Сквозь призму этой общей оценки политической обстановки Вельс пропускал и свое отношение к вопросу об архиве. Он не верил, что последнему грозит какая-либо опасность, до захвата гитлеровцами партийного здания, по его убеждению, дело дойти не может. "Эксцессы первых дней — вещь преходящая. Закрепив за собою власть, гитлеровцы будут заинтересованы в поддержании порядка. Во всяком случае, вывезти материалы мы сможем и позднее, теперь не следует паникерствовать"…

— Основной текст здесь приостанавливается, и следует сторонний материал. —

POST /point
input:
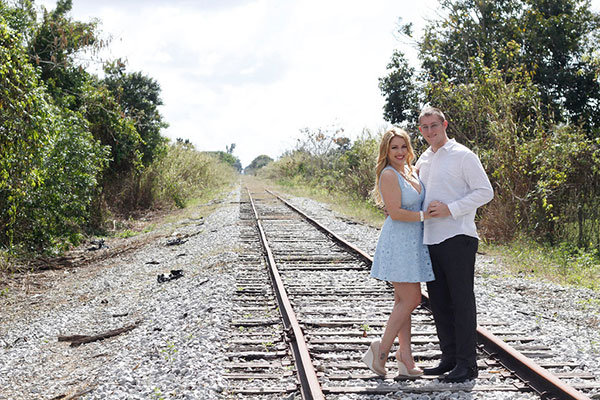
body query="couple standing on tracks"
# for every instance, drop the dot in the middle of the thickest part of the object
(429, 236)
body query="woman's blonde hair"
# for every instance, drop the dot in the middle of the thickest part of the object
(382, 160)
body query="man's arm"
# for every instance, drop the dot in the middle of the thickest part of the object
(481, 191)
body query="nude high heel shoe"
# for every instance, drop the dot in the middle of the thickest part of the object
(370, 357)
(403, 371)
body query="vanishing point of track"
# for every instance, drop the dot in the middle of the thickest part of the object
(306, 310)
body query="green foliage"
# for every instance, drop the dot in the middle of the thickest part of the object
(228, 158)
(537, 167)
(564, 262)
(517, 80)
(324, 159)
(183, 173)
(48, 159)
(257, 164)
(53, 48)
(400, 91)
(139, 98)
(556, 45)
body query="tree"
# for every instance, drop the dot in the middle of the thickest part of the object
(400, 91)
(257, 164)
(49, 162)
(555, 41)
(139, 98)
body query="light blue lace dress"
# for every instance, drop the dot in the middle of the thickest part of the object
(400, 255)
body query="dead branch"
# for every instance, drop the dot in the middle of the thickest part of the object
(76, 340)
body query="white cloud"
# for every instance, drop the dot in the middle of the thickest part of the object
(254, 72)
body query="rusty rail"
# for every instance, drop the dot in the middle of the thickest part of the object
(310, 385)
(538, 378)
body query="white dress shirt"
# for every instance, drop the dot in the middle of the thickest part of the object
(453, 175)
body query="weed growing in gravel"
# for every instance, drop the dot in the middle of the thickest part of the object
(170, 351)
(365, 328)
(564, 264)
(126, 233)
(157, 394)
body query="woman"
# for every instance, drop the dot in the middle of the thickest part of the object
(400, 256)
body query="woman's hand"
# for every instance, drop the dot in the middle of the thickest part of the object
(437, 209)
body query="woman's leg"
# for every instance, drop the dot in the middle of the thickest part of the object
(407, 296)
(404, 337)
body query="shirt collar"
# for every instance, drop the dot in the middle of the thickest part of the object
(448, 145)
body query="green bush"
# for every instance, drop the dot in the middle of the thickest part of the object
(182, 174)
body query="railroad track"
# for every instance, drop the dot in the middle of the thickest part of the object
(306, 310)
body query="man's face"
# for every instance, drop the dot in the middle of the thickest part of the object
(433, 130)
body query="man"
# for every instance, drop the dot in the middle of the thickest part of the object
(455, 186)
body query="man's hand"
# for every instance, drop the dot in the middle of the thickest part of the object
(437, 209)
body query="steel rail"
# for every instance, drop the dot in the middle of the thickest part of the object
(538, 378)
(310, 386)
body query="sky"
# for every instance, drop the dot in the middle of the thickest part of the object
(256, 72)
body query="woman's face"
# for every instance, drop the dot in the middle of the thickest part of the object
(397, 152)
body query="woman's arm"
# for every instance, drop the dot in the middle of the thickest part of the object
(392, 197)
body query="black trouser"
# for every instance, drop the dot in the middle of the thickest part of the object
(453, 300)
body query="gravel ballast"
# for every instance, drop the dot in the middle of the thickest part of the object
(177, 350)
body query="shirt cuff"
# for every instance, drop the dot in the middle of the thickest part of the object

С этими взглядами я не был согласен ни в одной из их частей. В свете тяжелого "русского опыта" я был убежден, что Гитлер пришел "всерьез и надолго", что во всяком случае для далеко идущей разрушительной работы "пафоса" у него хватит, что с отходом от него масс он никогда пассивно не примирится, от власти добровольно не уйдет, а на горизонте, и при том совсем не столь далеком, мне ясно рисовались контуры надвигавшейся новой мировой войны, тем более опасной, что ставку на нее открыто делал и Сталин… Эти расхождения в оценке общего положения определяли и расхождение в оценке положения на "архивном фронте": захват здания гитлеровцами я считал неминуемым и близким, и доказывал, что вывоз архива, еще возможный сегодня, станет невозможным в очень близком будущем.